Ambientada en la Inglaterra del futuro con un punto de vista situado en la década del 70, la película cuenta la vida de un joven de 18 años llamado Alex DeLarge, interpretado por Malcolm McDowell, cuyos placeres máximos son la música clásica, el sexo y la violencia.
La agresividad expuesta junta lo más pesado del Bronx neoyorquino con lo más oscuro de las bandas callejeras de los suburbios londinenses. Así, esta banda de gamberros liderada por el protagonista, nos empuja a presenciar la violencia más cruda, hacerle frente a tanta vehemencia y tragar la realidad, sin posibilidades de dar vuelta la cara.
El pandillerismo juvenil, la imposibilidad de diferenciar conscientemente el bien del mal junto con las teorías conductistas en una sociedad belicosa auguran un futuro totalmente antiutópico y pesimista, que roza la perversión apocalíptica.

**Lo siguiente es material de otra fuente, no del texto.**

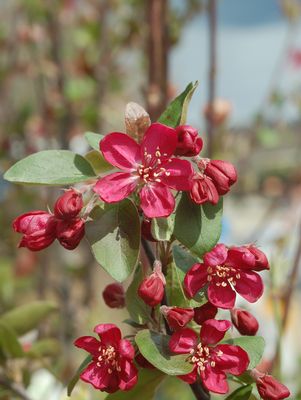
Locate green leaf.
[0,301,57,336]
[86,199,140,282]
[158,82,198,128]
[174,193,223,257]
[125,265,151,325]
[85,150,114,175]
[67,355,93,396]
[151,214,175,241]
[135,329,193,375]
[166,246,207,308]
[4,150,95,185]
[85,132,104,151]
[106,369,165,400]
[0,322,24,358]
[222,336,265,369]
[226,385,252,400]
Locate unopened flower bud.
[231,308,259,336]
[56,218,85,250]
[102,283,125,308]
[138,261,166,307]
[13,211,56,251]
[194,302,217,325]
[175,125,203,157]
[160,306,194,331]
[204,160,237,195]
[54,189,83,219]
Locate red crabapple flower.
[94,123,193,218]
[184,244,263,309]
[169,319,249,394]
[74,324,138,393]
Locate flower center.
[207,265,240,287]
[137,147,172,183]
[97,346,121,374]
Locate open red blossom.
[169,319,249,394]
[74,324,138,393]
[190,158,237,204]
[13,210,56,251]
[94,123,193,218]
[184,244,263,309]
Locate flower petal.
[235,271,264,303]
[74,336,100,355]
[201,364,229,394]
[169,328,198,354]
[93,172,139,203]
[99,132,141,171]
[119,359,138,390]
[160,158,193,190]
[203,243,228,267]
[118,339,135,360]
[141,122,178,157]
[140,184,175,218]
[94,324,121,347]
[208,283,236,309]
[184,264,208,298]
[214,344,250,375]
[200,319,232,345]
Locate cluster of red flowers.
[13,189,85,251]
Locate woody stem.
[142,238,210,400]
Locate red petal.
[141,122,178,157]
[203,244,228,267]
[94,324,121,346]
[74,336,100,355]
[200,319,232,345]
[208,283,236,309]
[118,339,135,360]
[140,184,175,218]
[119,359,138,390]
[214,344,250,375]
[201,364,229,394]
[235,271,264,303]
[161,158,193,190]
[184,264,208,298]
[100,132,141,171]
[169,328,198,354]
[93,172,139,203]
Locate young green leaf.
[174,193,223,257]
[86,199,140,282]
[4,150,95,186]
[67,355,92,397]
[226,385,252,400]
[222,336,265,370]
[125,265,151,325]
[158,82,198,128]
[85,132,104,151]
[0,301,57,336]
[135,329,193,375]
[106,369,165,400]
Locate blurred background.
[0,0,301,400]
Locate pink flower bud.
[54,189,83,219]
[194,302,217,325]
[246,245,270,271]
[56,218,85,250]
[175,125,203,157]
[256,375,290,400]
[13,211,56,251]
[231,308,259,336]
[138,261,166,307]
[205,160,237,195]
[160,306,194,331]
[102,283,125,308]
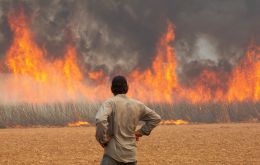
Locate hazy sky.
[0,0,260,75]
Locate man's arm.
[136,105,161,137]
[96,101,112,147]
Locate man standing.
[96,76,161,165]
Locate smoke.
[0,0,260,79]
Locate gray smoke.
[0,0,260,79]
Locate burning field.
[0,123,260,165]
[0,1,260,127]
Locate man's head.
[111,76,128,95]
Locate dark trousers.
[100,155,137,165]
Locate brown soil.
[0,123,260,165]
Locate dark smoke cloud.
[0,0,260,79]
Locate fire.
[160,119,189,125]
[0,12,260,104]
[68,121,90,127]
[3,12,110,103]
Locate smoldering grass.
[0,102,260,128]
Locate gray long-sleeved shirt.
[96,94,161,163]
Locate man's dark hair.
[111,76,128,95]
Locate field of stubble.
[0,123,260,165]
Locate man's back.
[96,94,160,162]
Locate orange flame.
[0,12,260,103]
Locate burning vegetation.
[0,7,260,127]
[1,11,260,104]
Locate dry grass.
[0,102,260,128]
[0,123,260,165]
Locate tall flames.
[0,12,260,103]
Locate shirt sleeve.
[96,101,112,147]
[139,105,161,136]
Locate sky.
[0,0,260,79]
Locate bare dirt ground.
[0,123,260,165]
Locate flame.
[160,119,189,125]
[68,121,90,127]
[0,12,260,104]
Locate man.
[96,76,161,165]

No por nada considerado por muchos como uno de los más influyentes cineastas del siglo XX, Kubrick innovó con lentes más rápidos y en la utilización de cámara en mano y nuevos equipos de iluminación que permitieron escenas más dinámicas que facilitan la vertiginosidad característica del film y que mantiene al espectador alerta y no le admite relajarse nunca.

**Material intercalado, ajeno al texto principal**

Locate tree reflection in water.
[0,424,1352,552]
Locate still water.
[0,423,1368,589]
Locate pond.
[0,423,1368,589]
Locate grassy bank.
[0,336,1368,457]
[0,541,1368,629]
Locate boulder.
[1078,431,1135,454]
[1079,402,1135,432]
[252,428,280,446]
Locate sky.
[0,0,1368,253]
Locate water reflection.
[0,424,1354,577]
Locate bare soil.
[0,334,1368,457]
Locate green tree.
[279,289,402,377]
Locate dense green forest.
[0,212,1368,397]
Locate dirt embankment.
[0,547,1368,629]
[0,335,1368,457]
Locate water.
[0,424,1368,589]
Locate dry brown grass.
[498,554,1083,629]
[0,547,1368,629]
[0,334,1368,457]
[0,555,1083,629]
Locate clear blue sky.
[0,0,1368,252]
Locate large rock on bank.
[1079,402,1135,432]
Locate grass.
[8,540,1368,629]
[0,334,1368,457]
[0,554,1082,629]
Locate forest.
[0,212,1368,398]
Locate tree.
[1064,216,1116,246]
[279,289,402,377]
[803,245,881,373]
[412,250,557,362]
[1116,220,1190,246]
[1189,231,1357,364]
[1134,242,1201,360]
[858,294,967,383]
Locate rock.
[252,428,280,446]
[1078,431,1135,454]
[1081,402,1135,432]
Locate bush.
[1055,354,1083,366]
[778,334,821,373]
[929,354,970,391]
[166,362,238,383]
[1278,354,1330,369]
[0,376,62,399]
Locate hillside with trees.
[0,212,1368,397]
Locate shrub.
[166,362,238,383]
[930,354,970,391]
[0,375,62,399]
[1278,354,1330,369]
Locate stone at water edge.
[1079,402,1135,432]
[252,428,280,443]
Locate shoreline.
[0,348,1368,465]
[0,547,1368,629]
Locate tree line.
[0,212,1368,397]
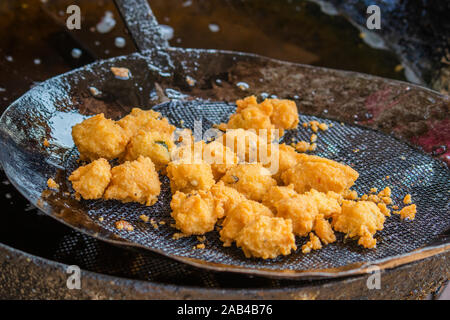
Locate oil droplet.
[114,37,127,48]
[70,48,83,59]
[236,81,250,91]
[95,11,116,33]
[208,23,220,32]
[159,24,174,40]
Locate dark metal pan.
[0,0,450,279]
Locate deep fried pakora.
[104,156,161,206]
[236,215,297,259]
[72,113,129,161]
[170,190,217,235]
[221,163,277,201]
[69,158,111,200]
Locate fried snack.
[276,194,319,237]
[167,159,215,193]
[104,156,161,206]
[221,129,267,162]
[170,190,217,235]
[313,214,336,244]
[305,189,341,218]
[221,163,277,201]
[122,130,175,171]
[236,215,297,259]
[117,108,175,137]
[72,113,129,161]
[281,154,359,193]
[332,200,385,248]
[69,158,111,200]
[220,200,273,247]
[211,181,247,219]
[262,184,298,213]
[203,141,238,180]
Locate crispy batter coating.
[261,99,299,129]
[221,163,277,201]
[276,194,319,236]
[69,158,111,200]
[262,184,297,212]
[72,113,129,161]
[220,200,273,247]
[314,214,336,244]
[211,181,247,219]
[167,159,215,193]
[170,190,217,235]
[332,200,385,248]
[117,108,175,137]
[305,189,341,218]
[203,141,238,180]
[236,215,297,259]
[123,130,175,170]
[281,154,358,193]
[104,156,161,206]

“La naranja mecánica” es considerada en la actualidad un film de culto e incluso sigue prohibido en partes del mundo como Corea del Sur y Singapur. Una producción que refleja el impacto de la sociedad en el ser humano. El protagonista es un ser que no encaja, que no encuentra donde ni cómo canalizar su ira más que en las palizas, maltratos y violaciones a sus semejantes (o no tanto). Se decide a satisfacer todas sus primitivas necesidades, sin importar el lugar, el momento y tampoco las consecuencias: si el mundo es salvaje y despiadado con él, ¿por qué no serlo?.

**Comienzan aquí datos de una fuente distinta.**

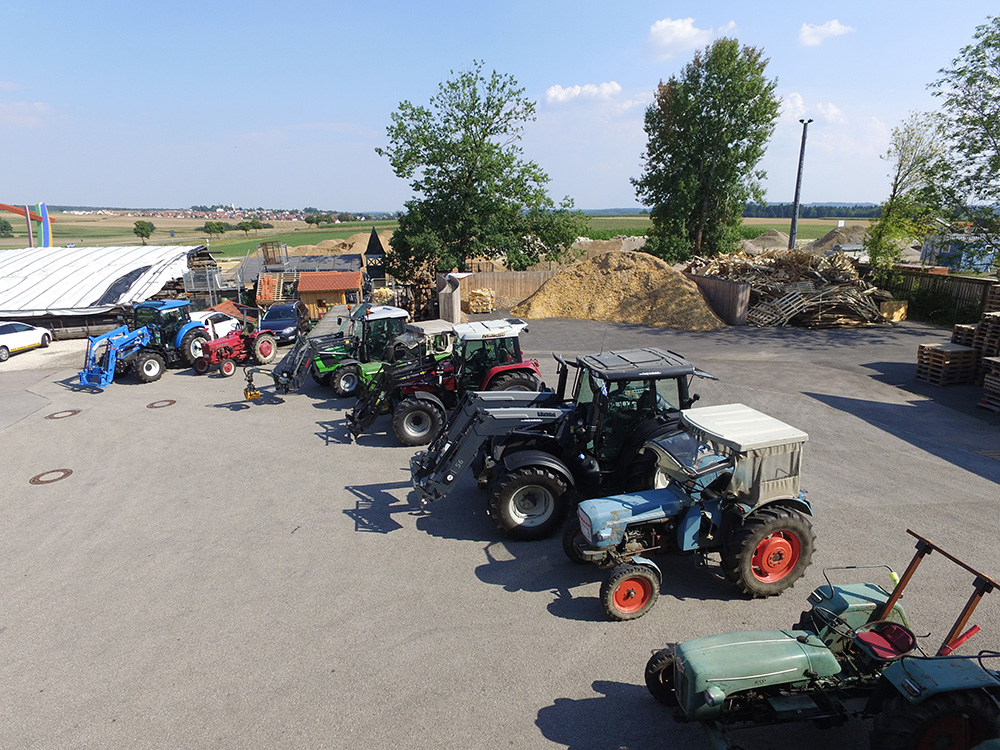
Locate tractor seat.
[854,620,917,661]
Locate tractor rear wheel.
[486,370,542,391]
[330,365,361,396]
[392,398,444,446]
[253,333,278,365]
[132,352,165,383]
[181,328,208,365]
[489,466,566,540]
[563,518,587,565]
[870,690,1000,750]
[601,564,660,620]
[646,644,677,706]
[722,506,816,598]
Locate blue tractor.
[80,300,209,388]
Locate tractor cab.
[452,318,528,391]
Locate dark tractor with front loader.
[645,530,1000,750]
[410,348,712,539]
[347,318,542,446]
[80,300,209,388]
[563,404,815,620]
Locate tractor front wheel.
[181,328,208,365]
[722,507,816,598]
[132,352,165,383]
[489,466,566,540]
[392,398,444,446]
[486,370,542,391]
[330,365,361,396]
[253,333,278,365]
[870,690,1000,750]
[601,564,660,620]
[646,644,677,706]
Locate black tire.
[601,563,660,621]
[563,518,587,565]
[253,333,278,365]
[132,352,166,383]
[722,506,816,598]
[486,370,542,391]
[870,690,1000,750]
[330,365,361,396]
[309,365,332,388]
[646,643,677,707]
[488,466,567,540]
[392,398,444,446]
[181,328,208,365]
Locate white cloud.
[799,18,854,47]
[545,81,622,104]
[0,102,52,128]
[646,18,716,61]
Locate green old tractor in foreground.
[645,530,1000,750]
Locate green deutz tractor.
[646,530,1000,750]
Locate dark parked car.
[260,300,309,344]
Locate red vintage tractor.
[192,328,278,378]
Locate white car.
[191,310,243,339]
[0,323,52,362]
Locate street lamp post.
[788,118,812,250]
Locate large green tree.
[931,16,1000,274]
[864,113,943,283]
[632,38,779,262]
[375,61,585,279]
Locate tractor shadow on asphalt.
[475,538,745,622]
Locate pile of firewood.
[687,250,892,328]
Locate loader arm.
[410,391,575,505]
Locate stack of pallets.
[979,357,1000,411]
[916,343,979,386]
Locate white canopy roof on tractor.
[455,318,528,341]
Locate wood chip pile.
[687,250,892,328]
[511,251,725,331]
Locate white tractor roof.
[365,305,410,320]
[455,318,528,341]
[681,404,809,453]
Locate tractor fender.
[503,450,576,487]
[406,391,448,416]
[629,555,663,581]
[174,320,208,349]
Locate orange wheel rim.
[613,576,653,614]
[750,531,802,583]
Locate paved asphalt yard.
[0,320,1000,750]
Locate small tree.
[632,38,779,262]
[375,61,585,279]
[864,113,943,283]
[132,219,156,245]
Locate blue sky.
[0,0,996,211]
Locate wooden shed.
[298,271,362,320]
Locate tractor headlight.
[703,685,726,708]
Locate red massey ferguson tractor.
[192,328,278,378]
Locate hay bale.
[511,251,725,331]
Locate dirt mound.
[511,251,725,331]
[802,224,867,255]
[288,230,392,255]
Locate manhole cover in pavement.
[28,469,73,484]
[45,409,80,419]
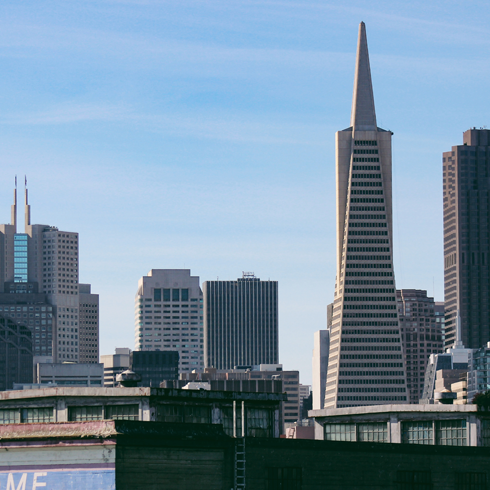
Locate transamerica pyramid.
[324,22,408,408]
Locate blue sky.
[0,0,490,383]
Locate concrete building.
[100,347,131,388]
[0,386,286,440]
[79,284,99,364]
[129,351,179,388]
[396,289,443,403]
[0,182,84,362]
[134,269,204,373]
[35,363,104,387]
[0,315,33,391]
[310,404,490,446]
[0,418,490,490]
[442,128,490,349]
[312,330,330,410]
[203,273,279,370]
[165,364,301,427]
[324,23,408,409]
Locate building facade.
[0,314,33,391]
[79,284,99,364]
[396,289,443,403]
[324,23,408,408]
[442,128,490,349]
[134,269,204,373]
[0,186,79,362]
[203,273,279,370]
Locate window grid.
[436,420,467,446]
[402,420,434,445]
[324,424,356,441]
[68,405,103,422]
[105,405,139,420]
[0,409,20,424]
[357,422,388,442]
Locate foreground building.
[442,128,490,349]
[134,269,204,373]
[203,272,279,369]
[324,23,408,409]
[0,420,490,490]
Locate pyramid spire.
[350,22,377,131]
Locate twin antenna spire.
[350,22,377,132]
[10,175,31,233]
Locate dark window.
[267,468,302,490]
[456,472,487,490]
[396,471,432,490]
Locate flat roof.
[308,404,478,418]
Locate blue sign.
[0,468,116,490]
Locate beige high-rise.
[324,23,407,408]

El título original de la película es "The Clockwork Orange". "orange", en inglés significa "naranja", pero en verdad proviene de otra palabra: "ourang", una palabra malasia donde el autor del libro, Anthony Burgess, vivió durante varios años. El significado es "persona". De esta manera, el escritor hizo un juego de palabras, por lo que el título refiere es a "El hombre mecánico”, que podría entenderse como el protagonista luego de recibir el tratamiento conductista del gobierno. Esto deja dilucidar parte de la personalidad del autor que logró abrumar con su obra al propio Kubrick, quien decidió por propia voluntad censurar y recortar algunas de las escenas más controversiales.